Table 1. List of LFF, DFF, TFD, and FC in each ROI from all participants
Table 2. List of LFF, DFF, TFD, and FC in each ROI from the High English Competence Group
Table 3. List of LFF, DFF, TFD, and FC in each ROI from the Intermediate English Competence Group
Table 4. List of LFF, DFF, TFD, and FC in each ROI from the Low English Competence Group

3.2 Cognitive Comprehension in the Game-Based Learning Setting

According to the 38 participants’ final results of the game, the percentage of correct answers was 50%, the percentage of incorrect answers was 25%, and the percentage of missing answers was 25%. In terms of different levels of English proficiency, the percentage of correct answers was 83.3% for the High Competence Group, 58.3% for the Intermediate Competence Group, and 33.3% for the Low Competence Group. However, it was worth noting that the percentage of missing answers was as high as 25%, and most missing answers were submitted by participants from the Low Competence Group. This result was likely due to the fact that this digital vocabulary game consisted of a number of more advanced English words, which created nuisances in cognitive comprehension for the said participants. Although each word is accompanied by its definition as well as a relevant picture, participants from the Low Competence Group could only answer the simple questions correctly due to the difficulty arising from issues of cognitive comprehension. As a consequence, they either had an incorrect answer or decided to simply skip the question when the English word is of intermediate or advanced difficulty.

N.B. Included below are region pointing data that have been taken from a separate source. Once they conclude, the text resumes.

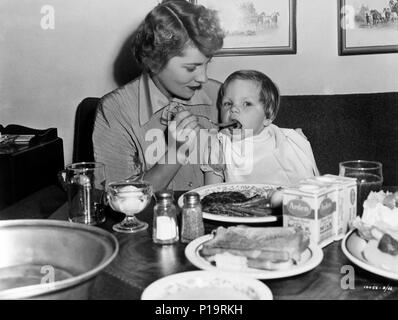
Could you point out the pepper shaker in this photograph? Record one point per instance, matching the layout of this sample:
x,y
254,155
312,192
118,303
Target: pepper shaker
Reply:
x,y
165,227
192,218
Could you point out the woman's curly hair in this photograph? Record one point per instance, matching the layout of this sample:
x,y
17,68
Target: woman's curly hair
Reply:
x,y
172,26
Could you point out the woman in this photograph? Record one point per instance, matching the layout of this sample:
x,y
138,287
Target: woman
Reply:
x,y
174,45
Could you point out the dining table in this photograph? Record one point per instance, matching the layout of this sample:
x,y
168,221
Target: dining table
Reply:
x,y
140,262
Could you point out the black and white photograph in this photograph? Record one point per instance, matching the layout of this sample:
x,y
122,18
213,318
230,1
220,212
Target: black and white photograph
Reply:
x,y
154,152
368,26
256,27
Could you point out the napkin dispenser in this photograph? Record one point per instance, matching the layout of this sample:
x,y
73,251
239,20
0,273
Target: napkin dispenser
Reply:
x,y
17,134
28,165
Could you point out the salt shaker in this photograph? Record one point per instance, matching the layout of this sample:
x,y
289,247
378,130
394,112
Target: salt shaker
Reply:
x,y
165,227
192,219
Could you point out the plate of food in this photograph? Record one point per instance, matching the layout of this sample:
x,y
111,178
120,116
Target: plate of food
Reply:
x,y
206,285
240,202
373,243
256,252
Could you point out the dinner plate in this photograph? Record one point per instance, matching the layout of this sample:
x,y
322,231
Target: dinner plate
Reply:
x,y
353,246
248,189
310,258
206,285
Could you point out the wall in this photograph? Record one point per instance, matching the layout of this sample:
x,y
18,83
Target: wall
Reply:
x,y
44,74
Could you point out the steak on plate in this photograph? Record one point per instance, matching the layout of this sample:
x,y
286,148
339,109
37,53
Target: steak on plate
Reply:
x,y
233,203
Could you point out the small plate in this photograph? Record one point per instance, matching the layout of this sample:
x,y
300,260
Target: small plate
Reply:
x,y
310,258
353,246
248,189
206,285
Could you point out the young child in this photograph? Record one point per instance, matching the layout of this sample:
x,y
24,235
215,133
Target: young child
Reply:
x,y
255,150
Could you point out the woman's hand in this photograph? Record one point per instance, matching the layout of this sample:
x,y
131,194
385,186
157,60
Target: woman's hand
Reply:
x,y
183,135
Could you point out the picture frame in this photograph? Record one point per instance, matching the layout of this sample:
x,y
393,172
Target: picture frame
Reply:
x,y
367,27
256,27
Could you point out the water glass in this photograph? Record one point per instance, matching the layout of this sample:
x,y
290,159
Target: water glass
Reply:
x,y
84,183
369,177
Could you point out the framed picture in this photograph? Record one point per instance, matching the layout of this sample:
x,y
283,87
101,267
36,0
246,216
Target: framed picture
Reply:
x,y
367,26
256,27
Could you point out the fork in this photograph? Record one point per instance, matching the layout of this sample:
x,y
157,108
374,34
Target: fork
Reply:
x,y
218,124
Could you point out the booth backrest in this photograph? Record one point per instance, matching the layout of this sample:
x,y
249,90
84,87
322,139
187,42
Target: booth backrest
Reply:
x,y
347,127
84,125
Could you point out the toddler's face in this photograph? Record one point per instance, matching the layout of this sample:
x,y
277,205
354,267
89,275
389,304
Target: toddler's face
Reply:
x,y
241,102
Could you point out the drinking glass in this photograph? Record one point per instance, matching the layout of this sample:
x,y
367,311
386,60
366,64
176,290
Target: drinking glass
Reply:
x,y
369,177
84,183
129,197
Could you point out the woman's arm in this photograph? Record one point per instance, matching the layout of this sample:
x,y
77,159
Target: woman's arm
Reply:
x,y
184,128
212,178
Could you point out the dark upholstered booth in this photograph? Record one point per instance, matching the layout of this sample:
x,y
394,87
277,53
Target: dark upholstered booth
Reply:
x,y
339,127
84,125
347,127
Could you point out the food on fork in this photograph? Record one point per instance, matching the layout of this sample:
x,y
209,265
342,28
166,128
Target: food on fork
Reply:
x,y
379,227
271,248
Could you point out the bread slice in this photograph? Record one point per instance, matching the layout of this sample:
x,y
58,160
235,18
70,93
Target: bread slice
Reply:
x,y
264,248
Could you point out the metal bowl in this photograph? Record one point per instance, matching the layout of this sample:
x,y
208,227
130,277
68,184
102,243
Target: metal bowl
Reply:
x,y
50,259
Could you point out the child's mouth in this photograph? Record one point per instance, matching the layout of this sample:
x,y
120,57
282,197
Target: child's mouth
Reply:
x,y
236,125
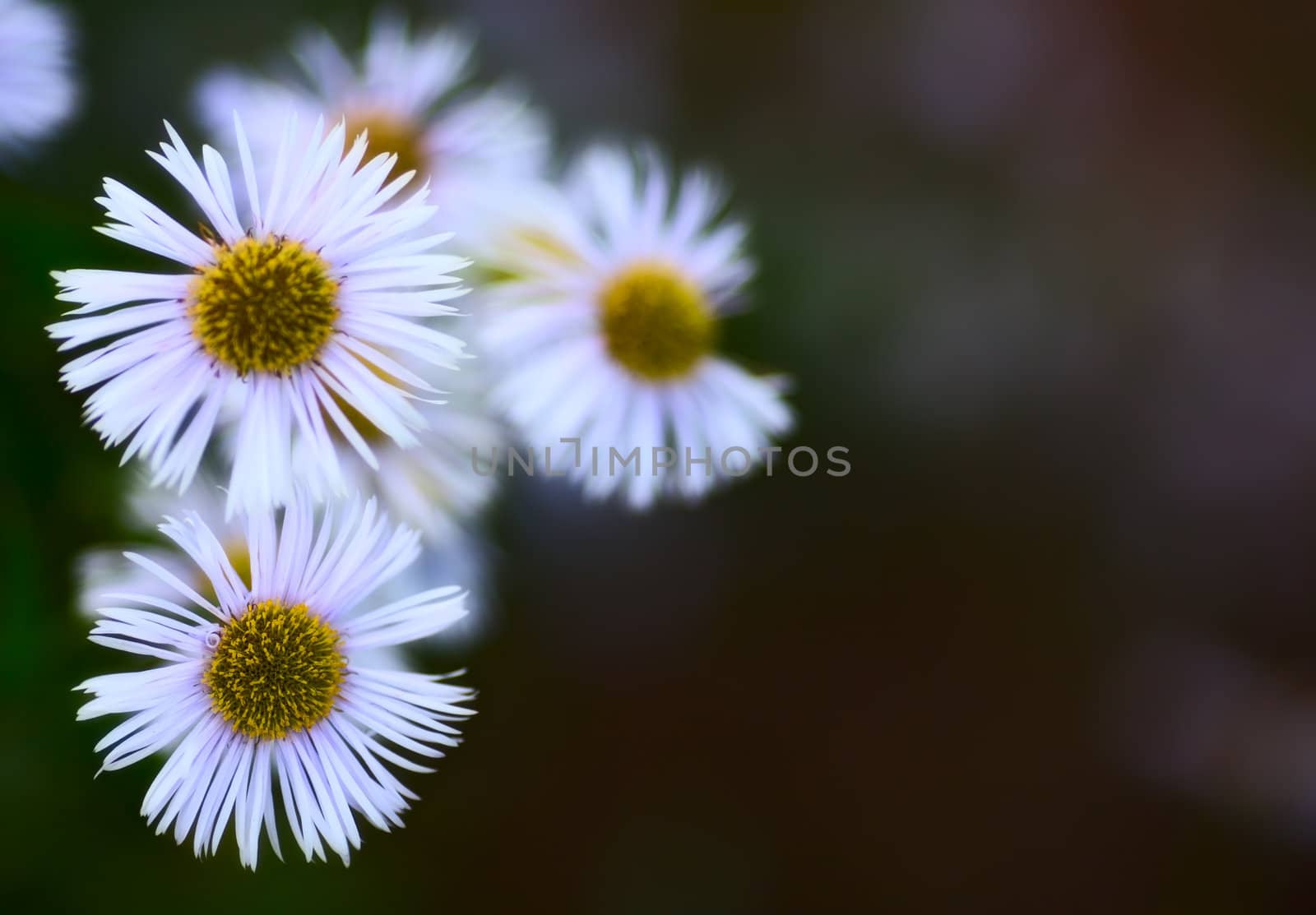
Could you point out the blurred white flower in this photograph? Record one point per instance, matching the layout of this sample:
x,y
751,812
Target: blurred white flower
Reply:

4 Conclusions and Suggestions

The present study aimed to explore differences in visual attention of participants with different levels of English proficiency in the DGBL context based on eye movement data. The results of the study can not only pinpoint discrepancies in the participants’ cognitive comprehension and corresponding visual behaviors, but also serve as reference for the design of DGBL materials in the future. The conclusions of this study are presented below in terms of 1) eye movement behaviors and 2) cognitive comprehension in the game-based learning setting:

  1. 1.

    Eye movement behaviors: In terms of LFF, the learners’ fixation sequence was ROI3→ROI4→ROI2→ROI1. Nonetheless, for the three groups with different levels of English proficiency, different fixation sequences of the four ROIs can be observed. In terms of DFF, the ROI which received the longest DFF from the learners was ROI3. Nonetheless, differences can also be identified among the groups with different levels of English proficiency. For learners of Intermediate and Low Competence Groups, ROI3 was the ROI which received the most visual attention, showing a difference from learners of the High Competence Group in terms of visual attention during the first fixation. According to the indicators of Total Fixation Durations (TFD) and Fixation Counts (FC) from the learners, the sequence of ROIs with different levels of fixation was ROI3, ROI4, ROI1 and then ROI2, in terms of both TFD and FC. This result showed that when learners were answering the questions in the digital game-based English vocabulary learning material, their visual attention was more focused on the definitions of the vocabulary in order to successfully complete the tasks.

  2. 2.

    Cognitive comprehension: According to the final results of the game, the overall percentage of correct answers is relatively low and the percentage of missing answers is relatively high. In terms of different levels of English proficiency, learners from the High Competence Group do have a higher percentage of correct answers as compared to the learners from the Intermediate and Low Competence Groups, which is consistent with the learners’ academic performance in English courses. As for the relatively high percentage of missing answers, it is very likely contributed by learners from the Low Competence Group, who encountered difficulties in cognitive comprehension when the English word in question was of intermediate or advanced difficulty. As a consequence, they either had an incorrect answer or decided to skip the challenging questions. Hence, this digital English vocabulary game can reflect the discrepancies in the cognitive comprehension of the learners with different levels of English proficiency.